I'm surprised...  No one fancies those wide-mouth bottles used for pickles?
​


----------



## nhpharm (Aug 28, 2016)

I love them!  We dig a lot of broken ones here in Texas but never have dug a  whole one.  I have a few around the house I have accumulated over the years but they are pretty pricy to make a collection of!


----------



## Harry Pristis (Aug 28, 2016)

nhpharm said:


> I love them!  We dig a lot of broken ones here in Texas but never have dug a  whole one.  I have a few around the house I have accumulated over the years but they are pretty pricy to make a collection of!



Well, show us one of those you are proud of!   You don't have to have many examples to have a collection.  Keep in mind that "pickles" includes capers, olives,  and other condiments preserved in vinegar or brine.  More broadly applied, the term might include such things as truffles, cherries in brandy, and who knows what else.

Here's another couple to encourage you:

​


----------



## Harry Pristis (Aug 30, 2016)

No one has images of his collection? . . . Not even for insurance purposes?

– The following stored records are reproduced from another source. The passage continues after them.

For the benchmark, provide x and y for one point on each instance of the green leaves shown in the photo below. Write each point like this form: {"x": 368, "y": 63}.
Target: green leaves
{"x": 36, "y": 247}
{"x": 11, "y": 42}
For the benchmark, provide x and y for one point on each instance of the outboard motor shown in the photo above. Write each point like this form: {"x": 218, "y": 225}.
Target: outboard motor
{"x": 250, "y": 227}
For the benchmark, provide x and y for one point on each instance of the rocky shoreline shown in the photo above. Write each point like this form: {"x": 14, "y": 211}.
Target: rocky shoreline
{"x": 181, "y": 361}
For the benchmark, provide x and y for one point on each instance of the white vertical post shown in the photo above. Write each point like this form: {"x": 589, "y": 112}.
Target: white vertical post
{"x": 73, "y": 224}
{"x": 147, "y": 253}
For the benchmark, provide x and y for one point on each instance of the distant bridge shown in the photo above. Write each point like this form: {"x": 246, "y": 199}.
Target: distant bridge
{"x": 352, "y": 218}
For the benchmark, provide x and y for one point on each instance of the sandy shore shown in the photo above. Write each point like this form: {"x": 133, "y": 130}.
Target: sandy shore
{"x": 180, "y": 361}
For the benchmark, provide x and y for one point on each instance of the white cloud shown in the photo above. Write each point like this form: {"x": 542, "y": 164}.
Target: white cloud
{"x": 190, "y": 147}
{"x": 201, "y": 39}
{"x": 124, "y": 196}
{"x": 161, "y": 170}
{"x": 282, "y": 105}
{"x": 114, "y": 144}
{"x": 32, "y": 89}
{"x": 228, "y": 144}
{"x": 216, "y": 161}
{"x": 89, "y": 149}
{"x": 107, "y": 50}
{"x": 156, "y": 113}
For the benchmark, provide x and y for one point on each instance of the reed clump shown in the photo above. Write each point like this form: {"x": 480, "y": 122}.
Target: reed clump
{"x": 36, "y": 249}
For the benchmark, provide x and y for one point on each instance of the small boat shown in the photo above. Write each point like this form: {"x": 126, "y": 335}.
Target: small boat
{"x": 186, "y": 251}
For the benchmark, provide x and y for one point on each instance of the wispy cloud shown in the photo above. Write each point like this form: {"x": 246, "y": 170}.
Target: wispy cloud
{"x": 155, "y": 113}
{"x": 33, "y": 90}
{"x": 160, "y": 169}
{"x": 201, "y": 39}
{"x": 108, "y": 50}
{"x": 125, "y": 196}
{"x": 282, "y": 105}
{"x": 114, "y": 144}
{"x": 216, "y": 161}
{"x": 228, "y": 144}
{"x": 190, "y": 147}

Here's another pickle jar in my collection:
​


----------



## nhpharm (Sep 1, 2016)

Thanks for sharing!  I do love them and have a few but typically can't afford them.  We dig a lot of broken ones in old rash pits here in Texas...maybe someday I'll dig a whole one!


----------



## Harry Pristis (Sep 1, 2016)

Here's another that I think of as an olive jar:

​


----------



## Harry Pristis (Nov 26, 2019)

*
Any additional pickle bottles to show?

*


----------



## sandchip (Dec 2, 2019)

Here's one a friend let me have.  A berry jar from what I understand.


----------



## Harry Pristis (Dec 3, 2019)

*

I like your A. KEMP bottle!  Show us some more.


*


----------



## otto (Dec 5, 2019)

Can't make authentic  Puttanesca  sauce without Capers.


----------



## Harry Pristis (Dec 5, 2019)

*I find it remarkable that capers were so popular in the late 18th - early 19th century.  I wonder if the WWI interupted that trend.

*


----------



## otto (Dec 5, 2019)

As the ethnic population of the country changed new foods and condiments  were introduced.


----------



## Harry Pristis (Dec 5, 2019)

otto said:


> As the ethnic population of the country changed new foods and condiments  were introduced.



*
No doubt, that's true.  But, what replaced the capers among the culinary tastes of America?  (I don't think of capers as an ethnic taste back then, though that is the section to find capers these days in the grocery store.)  It's difficult to understand how an interruption of <10 years could change tastes so extensively.  Of course, it could be that capers continued to be imported in generic, colorless glass bottles instead of the distinctive forms of the past.  

*


----------



## Harry Pristis (Dec 17, 2019)

*Here's another:



*


----------



## slugplate (Dec 19, 2019)

Love to find one, Harry. I have 1 and it's not special. It has an early Mason's logo stamped on the base (looks like the iron cross), that's it. I have it in stored away. It's a plain and aqua colored bottle. When I can go through all of the boxes of bottles I have, I snap a pic.


----------